-
-
Notifications
You must be signed in to change notification settings - Fork 783
Description
[Feature Request] Support multiple --service-account-issuer flags for zero-downtime endpoint migration
Feature Request
Add support for configuring multiple --service-account-issuer flags in the Talos API server configuration to enable zero-downtime migration when changing cluster control plane endpoints.
Problem Statement
By default, Talos automatically sets the service-account-issuer equal to cluster.controlPlane.endpoint.
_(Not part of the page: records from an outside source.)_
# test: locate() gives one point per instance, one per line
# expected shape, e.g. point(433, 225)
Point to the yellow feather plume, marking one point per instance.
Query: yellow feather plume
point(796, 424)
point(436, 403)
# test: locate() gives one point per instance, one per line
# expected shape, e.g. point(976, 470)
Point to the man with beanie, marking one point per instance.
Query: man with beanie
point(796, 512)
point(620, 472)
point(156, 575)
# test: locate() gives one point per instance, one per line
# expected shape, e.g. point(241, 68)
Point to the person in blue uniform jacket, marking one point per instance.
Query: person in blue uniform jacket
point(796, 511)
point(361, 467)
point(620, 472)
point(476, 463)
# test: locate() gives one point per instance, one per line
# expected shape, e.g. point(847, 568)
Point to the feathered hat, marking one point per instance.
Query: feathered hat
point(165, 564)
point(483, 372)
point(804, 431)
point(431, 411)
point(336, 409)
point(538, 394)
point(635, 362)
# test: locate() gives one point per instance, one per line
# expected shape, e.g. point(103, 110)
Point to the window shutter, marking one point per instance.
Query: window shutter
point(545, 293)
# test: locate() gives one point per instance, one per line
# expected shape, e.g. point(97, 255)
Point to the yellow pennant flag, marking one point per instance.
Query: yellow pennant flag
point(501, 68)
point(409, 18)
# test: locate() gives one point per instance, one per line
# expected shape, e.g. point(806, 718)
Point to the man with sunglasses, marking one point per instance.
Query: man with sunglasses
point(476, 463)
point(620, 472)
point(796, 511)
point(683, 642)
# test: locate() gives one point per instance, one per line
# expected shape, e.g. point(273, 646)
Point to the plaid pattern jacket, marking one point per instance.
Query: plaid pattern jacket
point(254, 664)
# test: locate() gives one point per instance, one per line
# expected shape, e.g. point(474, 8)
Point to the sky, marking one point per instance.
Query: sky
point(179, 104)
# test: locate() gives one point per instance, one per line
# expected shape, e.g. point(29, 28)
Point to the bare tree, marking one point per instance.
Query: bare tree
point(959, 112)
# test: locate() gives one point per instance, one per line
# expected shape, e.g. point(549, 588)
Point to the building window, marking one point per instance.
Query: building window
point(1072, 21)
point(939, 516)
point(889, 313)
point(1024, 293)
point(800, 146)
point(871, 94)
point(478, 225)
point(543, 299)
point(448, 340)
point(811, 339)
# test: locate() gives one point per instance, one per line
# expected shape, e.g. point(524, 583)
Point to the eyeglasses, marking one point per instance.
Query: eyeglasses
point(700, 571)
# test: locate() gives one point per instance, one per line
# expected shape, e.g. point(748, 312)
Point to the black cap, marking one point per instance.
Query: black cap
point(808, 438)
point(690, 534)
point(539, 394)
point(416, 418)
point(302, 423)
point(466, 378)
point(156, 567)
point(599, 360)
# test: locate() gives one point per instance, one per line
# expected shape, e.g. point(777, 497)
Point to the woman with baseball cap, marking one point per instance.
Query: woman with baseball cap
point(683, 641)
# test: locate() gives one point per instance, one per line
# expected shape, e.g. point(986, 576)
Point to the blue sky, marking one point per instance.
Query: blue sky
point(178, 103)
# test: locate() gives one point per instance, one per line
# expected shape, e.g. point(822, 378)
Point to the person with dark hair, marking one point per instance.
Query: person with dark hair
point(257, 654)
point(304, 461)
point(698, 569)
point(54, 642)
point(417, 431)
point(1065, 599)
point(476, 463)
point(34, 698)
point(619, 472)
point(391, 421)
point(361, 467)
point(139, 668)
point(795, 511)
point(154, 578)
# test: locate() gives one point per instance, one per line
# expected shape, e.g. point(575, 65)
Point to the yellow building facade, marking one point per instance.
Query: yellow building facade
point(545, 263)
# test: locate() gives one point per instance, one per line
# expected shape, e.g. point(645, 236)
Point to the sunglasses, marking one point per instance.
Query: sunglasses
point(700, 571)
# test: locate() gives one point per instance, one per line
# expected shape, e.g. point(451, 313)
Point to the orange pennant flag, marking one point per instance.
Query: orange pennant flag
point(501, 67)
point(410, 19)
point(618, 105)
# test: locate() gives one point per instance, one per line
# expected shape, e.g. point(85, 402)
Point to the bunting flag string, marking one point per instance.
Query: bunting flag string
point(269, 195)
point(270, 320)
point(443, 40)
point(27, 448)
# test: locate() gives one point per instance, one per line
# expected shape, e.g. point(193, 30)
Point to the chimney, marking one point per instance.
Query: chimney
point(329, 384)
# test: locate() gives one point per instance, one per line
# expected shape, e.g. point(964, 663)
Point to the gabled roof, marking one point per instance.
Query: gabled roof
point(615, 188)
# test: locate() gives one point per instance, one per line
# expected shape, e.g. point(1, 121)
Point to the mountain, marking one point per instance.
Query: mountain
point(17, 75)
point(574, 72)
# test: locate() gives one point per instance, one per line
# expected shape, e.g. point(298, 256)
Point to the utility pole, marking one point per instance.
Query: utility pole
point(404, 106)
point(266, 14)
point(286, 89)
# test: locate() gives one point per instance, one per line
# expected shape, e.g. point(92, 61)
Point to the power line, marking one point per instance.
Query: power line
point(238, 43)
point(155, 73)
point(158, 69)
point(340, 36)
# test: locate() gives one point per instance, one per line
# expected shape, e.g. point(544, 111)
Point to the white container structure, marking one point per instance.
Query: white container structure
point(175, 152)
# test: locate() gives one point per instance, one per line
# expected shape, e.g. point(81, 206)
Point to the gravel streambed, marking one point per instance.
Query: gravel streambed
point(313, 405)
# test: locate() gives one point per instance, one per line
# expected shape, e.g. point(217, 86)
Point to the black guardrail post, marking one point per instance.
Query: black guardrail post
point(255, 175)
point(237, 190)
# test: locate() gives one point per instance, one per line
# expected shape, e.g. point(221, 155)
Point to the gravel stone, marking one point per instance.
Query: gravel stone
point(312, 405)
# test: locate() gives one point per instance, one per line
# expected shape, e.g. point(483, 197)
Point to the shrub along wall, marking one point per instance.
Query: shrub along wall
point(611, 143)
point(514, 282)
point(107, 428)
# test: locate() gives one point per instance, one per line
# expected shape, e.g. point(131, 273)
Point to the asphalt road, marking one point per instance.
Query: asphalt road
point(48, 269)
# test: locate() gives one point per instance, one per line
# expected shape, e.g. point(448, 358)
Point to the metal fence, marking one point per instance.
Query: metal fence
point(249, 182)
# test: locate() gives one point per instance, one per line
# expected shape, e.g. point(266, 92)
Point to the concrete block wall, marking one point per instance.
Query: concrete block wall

When the control plane endpoint needs to be changed (e.g., during load balancer migration, DNS changes, or infrastructure updates) or when the service-account-issuer needs to be different than the control plane endpoint (e.g., hosted externally), this causes immediate authentication failures and cluster downtime because:
- Existing service account tokens were issued by the old issuer URL
- The API server immediately switches to only accept tokens from the new issuer URL
- All running workloads with mounted service account tokens lose authentication until pods are restarted
Current Behavior
# Current Talos configuration
cluster:
controlPlane:
endpoint: https://new-endpoint.example.com:6443This results in:
- Immediate authentication failures for existing workloads
- Required pod restarts across the entire cluster
- Operational downtime during endpoint changes
Proposed Solution
Enable configuration of multiple service account issuers, similar to how Kubernetes API server supports this natively since v1.22:
Option 1: Array configuration in controlPlane section
cluster:
controlPlane:
endpoint: https://new-endpoint.example.com:6443
serviceAccountIssuers:
- https://old-endpoint.example.com:6443 # Still validate existing tokens
- https://new-endpoint.example.com:6443 # Generate new tokens (first in list)Option 2: Enhanced extraArgs support for repeatable flags
cluster:
apiServer:
extraArgs:
service-account-issuer:
- https://old-endpoint.example.com:6443
- https://new-endpoint.example.com:6443Note: This would require Talos to enhance extraArgs to detect array values and automatically convert them to multiple flag instances (e.g., --service-account-issuer=https://old-endpoint.example.com:6443 --service-account-issuer=https://new-endpoint.example.com:6443). This approach would also benefit other repeatable Kubernetes API server flags.
Technical Background
Kubernetes API server has supported multiple --service-account-issuer flags since v1.22, where:
- The first issuer generates new tokens
- All issuers are used to validate existing tokens
- This enables non-disruptive issuer changes per Kubernetes documentation
Use Cases
- Load Balancer Migration: Moving from one load balancer to another
- DNS Changes: Updating cluster endpoint DNS without service interruption
- Multi-Region Setup: Supporting multiple endpoint URLs for the same cluster
- Certificate Rotation: Changing endpoint certificates with different CN/SANs
- Infrastructure Migration: Moving control plane infrastructure
Benefits
- Zero-downtime endpoint migrations
- Improved operational safety during infrastructure changes
- Alignment with Kubernetes best practices
- Enhanced cluster reliability during maintenance operations
References
- Related issue: #9609 - Unable to change cluster.endpoint without downtime
- Kubernetes docs: kube-apiserver flags
- Service Account documentation: Managing Service Accounts
Implementation Considerations
- Maintain backward compatibility with current single endpoint configuration
- Ensure proper validation of issuer URLs (HTTPS, OIDC compliance)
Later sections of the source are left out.